Your stories shouldn’t be contrived. Could you talk about something that has been happening with your staff or your team through the iso period? What about critiquing a well known campaign or writing some advice for a specific industry? Certainly any guidance in terms of what big businesses could be doing to build up their customer base again fast would be very welcome right now.
You can also work together with clients to build awareness for both your brands, but perhaps talk about your relationship with them as well as the work you have done. And make sure you get their permission, and that they are happy to talk to a journalist or have a photo taken just in case the journalist asks!
How good is your photography?
If you are writing informative articles or opinion pieces, make sure you have a great shot or illustration that works with the article. If you have a really good shot, many journalists say they will work harder to get the story across the line because they want the image!
If you don’t supply the image (and this is a ‘clean’ shot with no logos or text), then the journalist often has to search through stock photography libraries to find one themselves. Something most people hate to have to do. So always send a fantastic image along with your media release and you’re almost halfway to success!
News media loves research and stats!
If you have any research results that you can use to get exposure for your agency, then use them. This can be research from overseas or research you have conducted. If you do have some juicy stats, lead with them in your media pitch.
TV, radio and newspaper news all love statistics. Bear in mind that your ideal target would be the main metro newspaper in your state. If you can get a story in there, then you have a big chance of the story getting picked up by radio chat shows and possibly the evening news. That’s what you want!
PR is your friend. It really is the gift that keeps on giving when it comes to marketing your agency, and attracting new clients.

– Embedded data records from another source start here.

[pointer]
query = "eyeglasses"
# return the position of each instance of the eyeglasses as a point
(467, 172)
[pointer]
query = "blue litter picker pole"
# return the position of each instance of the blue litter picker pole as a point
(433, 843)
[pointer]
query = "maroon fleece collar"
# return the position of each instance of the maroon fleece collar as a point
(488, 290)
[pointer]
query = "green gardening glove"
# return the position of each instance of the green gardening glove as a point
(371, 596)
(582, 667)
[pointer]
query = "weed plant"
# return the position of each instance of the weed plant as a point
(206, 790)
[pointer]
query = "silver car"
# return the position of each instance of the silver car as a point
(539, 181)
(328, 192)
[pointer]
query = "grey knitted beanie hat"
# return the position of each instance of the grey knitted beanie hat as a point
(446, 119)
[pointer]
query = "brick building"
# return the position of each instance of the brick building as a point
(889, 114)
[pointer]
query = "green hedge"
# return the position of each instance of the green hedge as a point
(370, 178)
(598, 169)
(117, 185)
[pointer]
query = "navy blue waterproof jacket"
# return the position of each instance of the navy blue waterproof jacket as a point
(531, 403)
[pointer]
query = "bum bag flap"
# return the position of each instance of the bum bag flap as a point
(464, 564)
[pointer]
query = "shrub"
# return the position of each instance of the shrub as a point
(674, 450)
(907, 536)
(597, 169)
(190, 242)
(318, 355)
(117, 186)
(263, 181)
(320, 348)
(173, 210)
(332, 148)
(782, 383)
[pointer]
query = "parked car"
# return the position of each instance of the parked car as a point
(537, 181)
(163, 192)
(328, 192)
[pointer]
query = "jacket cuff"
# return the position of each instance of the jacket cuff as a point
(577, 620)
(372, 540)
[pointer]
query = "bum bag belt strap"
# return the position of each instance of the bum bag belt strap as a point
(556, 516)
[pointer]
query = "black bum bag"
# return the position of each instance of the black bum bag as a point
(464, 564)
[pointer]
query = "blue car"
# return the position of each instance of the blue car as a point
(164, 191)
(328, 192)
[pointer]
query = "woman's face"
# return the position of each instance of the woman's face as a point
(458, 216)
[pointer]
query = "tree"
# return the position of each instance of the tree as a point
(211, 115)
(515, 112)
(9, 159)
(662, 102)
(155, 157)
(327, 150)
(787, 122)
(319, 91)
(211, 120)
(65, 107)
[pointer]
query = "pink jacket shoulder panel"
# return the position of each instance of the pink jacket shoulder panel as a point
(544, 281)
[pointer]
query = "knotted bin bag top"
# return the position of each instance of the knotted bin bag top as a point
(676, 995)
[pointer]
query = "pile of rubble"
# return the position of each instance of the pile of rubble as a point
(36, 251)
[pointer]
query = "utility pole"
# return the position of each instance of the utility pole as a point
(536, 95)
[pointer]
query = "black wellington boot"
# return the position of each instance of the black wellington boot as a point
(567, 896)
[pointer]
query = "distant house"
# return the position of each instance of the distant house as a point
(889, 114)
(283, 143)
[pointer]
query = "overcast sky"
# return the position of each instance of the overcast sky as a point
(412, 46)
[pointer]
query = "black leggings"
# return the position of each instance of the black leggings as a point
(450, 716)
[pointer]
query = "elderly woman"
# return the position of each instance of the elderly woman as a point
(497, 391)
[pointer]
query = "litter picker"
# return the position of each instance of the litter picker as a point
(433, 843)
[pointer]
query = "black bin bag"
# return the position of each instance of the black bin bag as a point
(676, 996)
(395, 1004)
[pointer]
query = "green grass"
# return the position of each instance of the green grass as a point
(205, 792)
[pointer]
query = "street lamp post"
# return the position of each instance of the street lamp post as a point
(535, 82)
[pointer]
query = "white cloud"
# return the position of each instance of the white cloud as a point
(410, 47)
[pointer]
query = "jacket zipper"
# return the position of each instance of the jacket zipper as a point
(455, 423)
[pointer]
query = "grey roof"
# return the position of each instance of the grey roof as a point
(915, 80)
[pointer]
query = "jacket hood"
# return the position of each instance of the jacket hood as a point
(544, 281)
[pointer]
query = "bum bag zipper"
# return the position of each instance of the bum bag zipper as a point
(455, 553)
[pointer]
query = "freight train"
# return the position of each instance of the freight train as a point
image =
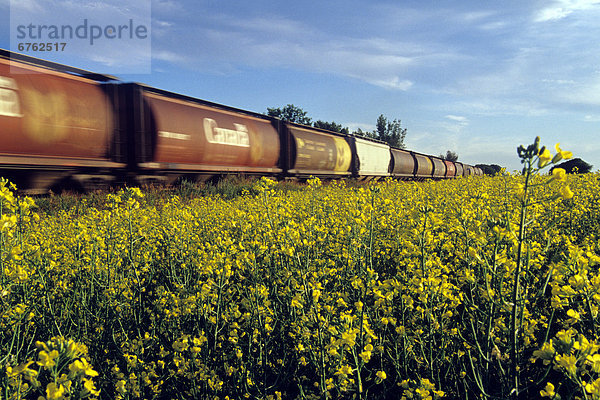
(61, 125)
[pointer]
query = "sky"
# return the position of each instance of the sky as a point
(477, 78)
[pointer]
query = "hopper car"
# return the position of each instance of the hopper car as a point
(62, 126)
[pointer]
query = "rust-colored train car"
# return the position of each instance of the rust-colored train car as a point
(460, 169)
(439, 167)
(312, 151)
(403, 164)
(450, 169)
(63, 124)
(424, 167)
(177, 136)
(372, 158)
(54, 125)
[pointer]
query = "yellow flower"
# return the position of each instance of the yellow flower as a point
(54, 392)
(561, 154)
(47, 359)
(566, 192)
(22, 368)
(82, 366)
(559, 174)
(569, 363)
(344, 371)
(594, 361)
(90, 387)
(548, 391)
(593, 388)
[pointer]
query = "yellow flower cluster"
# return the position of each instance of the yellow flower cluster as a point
(474, 287)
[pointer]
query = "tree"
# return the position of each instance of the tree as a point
(574, 166)
(330, 126)
(290, 113)
(390, 132)
(450, 156)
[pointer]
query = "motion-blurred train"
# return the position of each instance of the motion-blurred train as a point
(62, 126)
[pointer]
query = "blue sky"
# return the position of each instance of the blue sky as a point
(478, 78)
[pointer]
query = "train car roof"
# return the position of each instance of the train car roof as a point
(11, 55)
(196, 100)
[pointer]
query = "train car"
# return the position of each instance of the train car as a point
(175, 136)
(56, 125)
(424, 166)
(60, 124)
(439, 167)
(403, 164)
(372, 158)
(460, 169)
(450, 169)
(311, 151)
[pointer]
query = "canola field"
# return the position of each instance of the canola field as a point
(479, 287)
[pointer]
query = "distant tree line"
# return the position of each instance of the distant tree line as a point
(389, 131)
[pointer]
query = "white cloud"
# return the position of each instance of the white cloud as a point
(563, 8)
(457, 118)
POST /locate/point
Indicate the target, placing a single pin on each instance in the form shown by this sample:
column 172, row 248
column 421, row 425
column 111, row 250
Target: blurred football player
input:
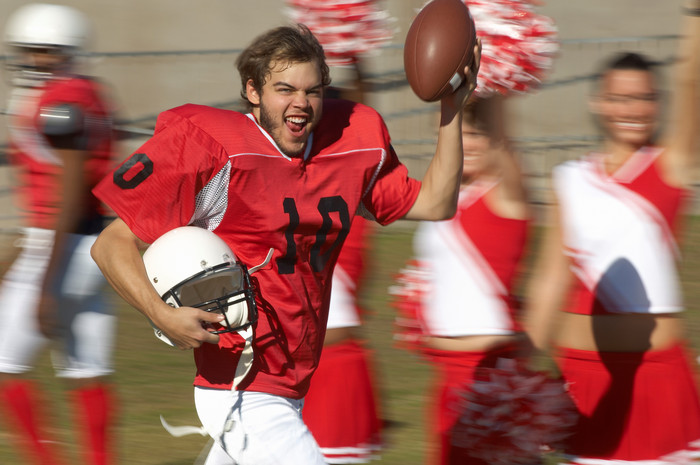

- It’s not hard to do – it’s a process you can learn
- The media is desperate for more content right now
- There are more people watching than ever, across all types of media
- Publicity increases trust and positions you as the best of the best
- It increases your SEO
- It gives you something to share on social media and on your website
- You can show CEOs and Marketing Directors what you stand for and how you can help them, while they are making decisions about their future marketing
I strongly encourage all agencies to start doing PR right now, whether you do it in-house or employ an agency. Use this time to become familiar with what the media wants, and build some media relationships outside of the advertising department!